Hmmm…bacaan yang cukup membuatku berfikir, setidaknya menjagaku agar tidak tertidur. Sampai di Ngawi kudengar sayup-sayup kumandang adzan subuh. Dan kuputuskan untuk menghadap Sang Maha. Selesai itu kujumpai seorang bapak berkumis tebal yang tampak kusam, sedang bersenda gurau dengan seorang wanita yang ternyata adalah istrinya. Mereka ditemani 2 bocah yang kutaksir berumur 1-2 tahun, sedikit kumal memang. Mereka banyak bertanya soal Merapi setelah tau kalau aku dari jogja. Hmmm, aku lihat jiwa ke”Indonesia”annya, terlihat seperti merasakan apa yang dialami sodara-sodara sebangsanya yang sedang berduka. Dia juga menceritakan bagaimana perjalanannya menuju Surabaya dari Kota Semarang yang ternyata dengan mengendarai sebuah becak. Jujur, hatiku berdecak kagum waktu itu, sebuah perjalanan keluarga yang tidak biasa. Road to Semarang-Surabaya by becak. Sepertinya Norman Edwin akan merasa iri pada mereka. Kadang, keadaan ekonomi membuat seseorang terlihat adventuris kawan.

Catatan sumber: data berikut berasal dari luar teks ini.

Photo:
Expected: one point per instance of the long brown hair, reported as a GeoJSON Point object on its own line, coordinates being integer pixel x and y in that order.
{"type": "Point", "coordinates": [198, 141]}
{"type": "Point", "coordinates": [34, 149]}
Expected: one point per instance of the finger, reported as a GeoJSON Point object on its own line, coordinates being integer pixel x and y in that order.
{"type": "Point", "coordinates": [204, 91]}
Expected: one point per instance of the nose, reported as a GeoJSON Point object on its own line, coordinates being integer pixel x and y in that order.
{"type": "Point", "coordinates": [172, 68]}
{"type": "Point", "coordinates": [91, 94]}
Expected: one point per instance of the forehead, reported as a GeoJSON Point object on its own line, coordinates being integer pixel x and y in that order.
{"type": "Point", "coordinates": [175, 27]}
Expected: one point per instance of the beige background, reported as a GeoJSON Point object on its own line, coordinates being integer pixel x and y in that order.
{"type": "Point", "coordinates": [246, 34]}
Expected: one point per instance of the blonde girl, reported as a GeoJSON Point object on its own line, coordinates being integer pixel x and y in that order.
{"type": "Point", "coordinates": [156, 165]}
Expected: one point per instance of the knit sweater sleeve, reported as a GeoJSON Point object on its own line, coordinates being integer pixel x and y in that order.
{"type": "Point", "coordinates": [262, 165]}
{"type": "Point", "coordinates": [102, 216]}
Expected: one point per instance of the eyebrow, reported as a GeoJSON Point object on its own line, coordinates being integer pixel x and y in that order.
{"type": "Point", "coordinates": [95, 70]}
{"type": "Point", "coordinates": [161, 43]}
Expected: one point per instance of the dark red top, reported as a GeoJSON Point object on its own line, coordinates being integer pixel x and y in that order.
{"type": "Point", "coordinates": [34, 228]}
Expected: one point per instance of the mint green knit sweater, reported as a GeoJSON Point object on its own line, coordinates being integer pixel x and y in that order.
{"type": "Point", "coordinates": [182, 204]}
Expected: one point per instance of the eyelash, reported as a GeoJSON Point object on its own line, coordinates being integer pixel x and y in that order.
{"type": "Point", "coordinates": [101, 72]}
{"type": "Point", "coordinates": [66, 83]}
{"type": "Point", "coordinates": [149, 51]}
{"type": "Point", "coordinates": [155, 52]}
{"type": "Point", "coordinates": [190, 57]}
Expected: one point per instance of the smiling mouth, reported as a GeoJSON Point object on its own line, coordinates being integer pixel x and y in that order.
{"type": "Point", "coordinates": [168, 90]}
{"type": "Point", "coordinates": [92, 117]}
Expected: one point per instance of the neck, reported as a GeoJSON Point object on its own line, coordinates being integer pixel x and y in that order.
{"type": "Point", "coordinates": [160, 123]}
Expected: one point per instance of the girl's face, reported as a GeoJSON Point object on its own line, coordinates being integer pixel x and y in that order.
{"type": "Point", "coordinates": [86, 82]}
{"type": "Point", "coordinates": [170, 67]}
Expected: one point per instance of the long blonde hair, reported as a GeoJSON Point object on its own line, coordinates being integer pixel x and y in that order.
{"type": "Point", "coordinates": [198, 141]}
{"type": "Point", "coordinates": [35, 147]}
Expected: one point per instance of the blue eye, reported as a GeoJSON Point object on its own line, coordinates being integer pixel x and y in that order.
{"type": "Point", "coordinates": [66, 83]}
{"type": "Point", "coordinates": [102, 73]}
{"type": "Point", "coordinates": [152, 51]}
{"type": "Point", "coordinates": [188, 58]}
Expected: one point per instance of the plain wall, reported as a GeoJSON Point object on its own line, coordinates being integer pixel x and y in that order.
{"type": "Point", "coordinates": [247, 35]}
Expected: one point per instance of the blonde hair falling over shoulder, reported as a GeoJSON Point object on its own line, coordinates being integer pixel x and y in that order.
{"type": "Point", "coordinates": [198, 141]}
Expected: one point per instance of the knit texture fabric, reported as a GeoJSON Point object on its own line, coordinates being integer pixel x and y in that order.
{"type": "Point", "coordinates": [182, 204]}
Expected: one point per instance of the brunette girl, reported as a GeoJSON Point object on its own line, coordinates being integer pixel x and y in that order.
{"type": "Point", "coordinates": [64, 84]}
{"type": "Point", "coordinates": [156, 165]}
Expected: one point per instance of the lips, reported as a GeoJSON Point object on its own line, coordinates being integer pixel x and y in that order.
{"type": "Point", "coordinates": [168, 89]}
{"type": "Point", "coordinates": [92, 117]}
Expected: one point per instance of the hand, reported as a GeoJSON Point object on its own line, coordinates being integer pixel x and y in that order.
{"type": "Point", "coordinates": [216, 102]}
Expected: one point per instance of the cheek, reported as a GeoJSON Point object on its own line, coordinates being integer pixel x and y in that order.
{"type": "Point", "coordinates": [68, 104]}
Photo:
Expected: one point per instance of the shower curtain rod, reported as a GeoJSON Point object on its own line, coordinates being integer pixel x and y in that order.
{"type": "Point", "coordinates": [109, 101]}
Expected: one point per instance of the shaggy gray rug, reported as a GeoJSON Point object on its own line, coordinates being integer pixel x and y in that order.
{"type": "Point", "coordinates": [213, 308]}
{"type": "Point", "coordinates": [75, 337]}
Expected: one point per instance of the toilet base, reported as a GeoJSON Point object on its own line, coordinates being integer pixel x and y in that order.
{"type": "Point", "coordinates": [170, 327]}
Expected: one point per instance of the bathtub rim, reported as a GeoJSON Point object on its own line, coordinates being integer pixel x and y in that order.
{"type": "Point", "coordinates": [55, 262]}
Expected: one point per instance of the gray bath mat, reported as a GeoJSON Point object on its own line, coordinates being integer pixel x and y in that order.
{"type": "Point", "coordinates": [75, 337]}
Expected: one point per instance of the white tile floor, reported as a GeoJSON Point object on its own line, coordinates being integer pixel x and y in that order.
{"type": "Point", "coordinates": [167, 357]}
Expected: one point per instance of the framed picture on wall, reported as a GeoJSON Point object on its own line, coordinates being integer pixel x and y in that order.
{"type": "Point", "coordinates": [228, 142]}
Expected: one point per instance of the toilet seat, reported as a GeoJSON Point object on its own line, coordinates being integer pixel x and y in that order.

Dan satu hal yang membuat hatiku berlinang kawan, dia bilang “hati-hati ya!”. Sebuah kalimat yang seharusnya kuucapkan pada mereka. Kami seolah telah berkawan lama, panggilan “dek” kepadaku semakin membuat hubungan kami tampak intim.

Dan sekali lagi aku merasa guru-guru di sekolah jalananku takkan berhenti sampai sini.